CBT vs Somatic Therapy: When to Use Each Approach


Cognitive Behavioral Therapy, more commonly known as CBT, is an evidence-based (meaning it has been studied and tested), time sensitive (meaning it only lasts so long), structured, present-oriented type of therapy.


CBT is based on the theory that the way you perceive a situation is more closely connected to your thoughts and feelings about the situation than the facts of the situation itself. For example, when we feel distressed, our thoughts and perceptions are often distorted by that distress leading us to be more susceptible to have thoughts that only contribute to us feeling worse.


Think about a time when you have had a really bad day, and you get pulled over for speeding; that speeding ticket is going to be more upsetting than on a day where everything has gone really well, and you are in a great mood.

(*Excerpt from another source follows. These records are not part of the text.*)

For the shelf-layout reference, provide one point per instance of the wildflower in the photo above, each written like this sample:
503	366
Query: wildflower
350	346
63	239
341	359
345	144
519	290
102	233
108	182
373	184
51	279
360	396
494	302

The facts of the situation are the same, but your thoughts and feelings about the situation have been influenced by whatever else you were thinking and feeling in the moment and how you think and feel about getting speeding tickets, in general.


CBT works by helping you identify the facts of a situation and by separating your thoughts and feelings out, so you can start to evaluate how realistic the thoughts you are having truly are. CBT emphasizes using behavior change and thought strategies to better solve problems.


Because of this, CBT is considered a “top down” approach and relies heavily on cognitive processing such as learning, thinking, reasoning, problem solving and so much more. While CBT does acknowledge that you experience feelings and physical reactions in your body (for example, butterflies in response to anxiety), the focus is on changing your thoughts and behaviors.


Somatic therapy, which I have talked about before, is considered “bottom up”– reducing stress and anxiety physiologically, through changing the autonomic nervous system and discharging trauma.


Both CBT and Somatic therapy can be used to treat trauma, and we know that research shows that the result of psychological trauma can have long term cognitive effects and eventually alter our cognitive processes (memory, reasoning, problem solving). However, each approach has its own strengths and weaknesses.


For someone who has experienced preverbal trauma and/or non-verbal trauma, CBT may not be the most effective approach. Preverbal trauma and nonverbal trauma memories typically do not have associated words or a clear and coherent story. In contrast, they might come in the form of flashes of images, disconnected fragments, or uncomfortable physical sensations with no known cause.


For example, in Somatic Work, a practitioner may not ask you to talk much at all about the specific trauma you experienced, but instead will ask that you observe and “track” physical sensations in your body in the present moment and when you are recalling a specific trauma. I often use pendulation exercises in session which allows a person to move between a state of arousal triggered by a traumatic event and a state of calm. This helps the body to regain homeostasis—a state in which the body's systems are regulated and working in balance.


Similarly, I use CBT interventions to help my client understand their depression, anxiety, or trauma more clearly and to be able to connect it to their everyday thoughts, feelings, and behaviors. We might use a tool like a thought log or a behavior chain to help understand the patterns and identify coping skills to try in order to feel better in the moment and in the long-term.


As a clinician, I am able to use an integrated therapy approach to help clients achieve their goals in and out of sessions. Both researched approaches have powerful ways of helping clients with trauma while improving cognitive functioning. When fused together, it allows clients to gain perspective on how trauma not only affects their minds but their bodies as well.